根据横列函数过滤行(dplyr) [英] Filter rows according to rowwise function (dplyr)
本文介绍了根据横列函数过滤行(dplyr)的处理方法,对大家解决问题具有一定的参考价值,需要的朋友们下面随着小编来一起学习吧!
问题描述
dplyr
而不是 apply
? 我正在尝试解决发布的问题这里
库(gtools)
n < - 8
dt< - 排列(n + 1,6,v = 0:n,repeats.allowed = TRUE)
SmplMode< - function(x){
tabSmpl< - tabulate(x)
SmplMode< - ((tabSmpl == max(tabSmpl))
if(sum(tabSmpl == max(tabSmpl))> 1)
SmplMode< - 0
return(SmplMode)
}
res < - dt [apply(dt,1,function(x){
y < - rep(c(1,2, 3,4,5,6),c(x [1],x [2],x [3],x [4],x [5],x [6]))
return(mean y)== 3& diff(range(y))== 4& median(y)== 3.5& SmplMode(y)== 4)
}),]
解决方案
使用 rowwise
慢,所以从<$ c的逐行操作的帮助中过滤掉 SmplMode(y),mean(y),diff(range(y))
$ c> matrixStats 包年龄加快了事情。以下在我的笔记本电脑上运行大约0.4秒,而您的原始解决方案和@ shadow的解决方案运行大约70秒。
库(dplyr)
库(matrixStats)
df< - 数据。 frame(dt)
df $ m< - rowMaxs(dt)#for SmplMode(y)
S< - 矩阵(1:6,ncol = ncol(dt) = nrow(dt),byrow = T)
Z <-S *(dt!= 0)
Z [Z == 0] < - NA
df $范围& - rowMaxs(Z,na.rm = TRUE)-rowMins(Z,na.rm = TRUE)#for diff(rang(y))
df $ Mean< - rowSums(S * dt)/ rowSums dt)#for mean(y)
res < - df%>%
filter(X4 == m,(X1 == m)+(X2 == m)+ (X3 == m)+(X4 == m)+(X5 == m)+(X6 == m)== 1,
Range == 4,#range condition here
Mean = = 3)%>%#mean condition here
rowwise()%>%
mutate(Med = median(rep(c(1,2,3,4,5,6),c (X1,X2,X3,X4,X5,X6))))%>%
filter(Med == 3.5)%>%#median condition here
select(-m,-Range ,-Mean,-Med)%>%#摆脱新郎
as.matrix
Could you please help me do the filtering in the last command below, using dplyr
instead of apply
?
I was trying to solve the problem posted here
library(gtools)
n <- 8
dt <- permutations(n+1,6,v=0:n,repeats.allowed=TRUE)
SmplMode <- function(x) {
tabSmpl <- tabulate(x)
SmplMode <- which(tabSmpl == max(tabSmpl))

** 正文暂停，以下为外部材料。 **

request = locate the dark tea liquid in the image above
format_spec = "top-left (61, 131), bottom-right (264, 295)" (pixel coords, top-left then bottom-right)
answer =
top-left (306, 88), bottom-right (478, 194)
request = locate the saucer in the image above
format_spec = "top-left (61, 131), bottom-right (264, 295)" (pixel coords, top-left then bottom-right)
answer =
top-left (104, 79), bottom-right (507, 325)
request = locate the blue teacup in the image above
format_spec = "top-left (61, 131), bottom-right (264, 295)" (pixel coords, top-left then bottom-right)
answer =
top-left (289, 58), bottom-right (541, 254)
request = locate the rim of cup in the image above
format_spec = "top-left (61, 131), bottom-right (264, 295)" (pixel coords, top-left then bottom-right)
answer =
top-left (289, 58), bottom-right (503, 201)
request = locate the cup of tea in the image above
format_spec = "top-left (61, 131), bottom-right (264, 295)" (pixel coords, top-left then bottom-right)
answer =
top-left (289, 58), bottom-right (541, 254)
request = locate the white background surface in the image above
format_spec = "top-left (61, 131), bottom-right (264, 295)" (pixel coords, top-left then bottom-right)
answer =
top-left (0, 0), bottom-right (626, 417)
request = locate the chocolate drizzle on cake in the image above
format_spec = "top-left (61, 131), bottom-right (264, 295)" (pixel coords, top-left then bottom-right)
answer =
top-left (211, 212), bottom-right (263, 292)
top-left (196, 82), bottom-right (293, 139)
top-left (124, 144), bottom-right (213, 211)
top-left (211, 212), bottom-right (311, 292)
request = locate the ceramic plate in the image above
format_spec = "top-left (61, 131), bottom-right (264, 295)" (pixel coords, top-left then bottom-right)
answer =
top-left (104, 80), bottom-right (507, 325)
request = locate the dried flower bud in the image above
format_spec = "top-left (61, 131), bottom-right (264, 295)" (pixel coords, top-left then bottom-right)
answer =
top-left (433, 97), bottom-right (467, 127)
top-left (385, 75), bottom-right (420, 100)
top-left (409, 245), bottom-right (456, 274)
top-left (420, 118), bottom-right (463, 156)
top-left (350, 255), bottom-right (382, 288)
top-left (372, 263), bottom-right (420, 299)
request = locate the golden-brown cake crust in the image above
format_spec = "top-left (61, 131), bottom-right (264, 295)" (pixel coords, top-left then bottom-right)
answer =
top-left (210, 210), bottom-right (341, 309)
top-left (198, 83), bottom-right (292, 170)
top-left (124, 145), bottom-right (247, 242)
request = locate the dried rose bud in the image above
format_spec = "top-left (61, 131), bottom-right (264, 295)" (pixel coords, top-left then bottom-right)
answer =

if (sum(tabSmpl == max(tabSmpl)) > 1)
SmplMode <- 0
return(SmplMode)
}
res <- dt[apply(dt,1,function(x) {
y <- rep(c(1,2,3,4,5,6),c(x[1],x[2],x[3],x[4],x[5],x[6]))
return(mean(y)==3 & diff(range(y))==4 & median(y)==3.5 & SmplMode(y)==4)
}),]
解决方案
Operations with rowwise
is slow, so filtering out SmplMode(y), mean(y), diff(range(y))
conditions early on with the help of row-wise operations from matrixStats
package speeds the things up nicely. Following runs about 0.4 sec on my laptop, while both your original solution and @shadow's solution runs about 70secs.
library(dplyr)
library(matrixStats)
df <- data.frame(dt)
df$m <- rowMaxs(dt) #for SmplMode(y)
S <- matrix(1:6, ncol=ncol(dt), nrow=nrow(dt), byrow=T)
Z <- S*(dt!=0)
Z[Z==0] <- NA
df$Range <- rowMaxs(Z, na.rm=TRUE)-rowMins(Z, na.rm=TRUE) #for diff(rang(y))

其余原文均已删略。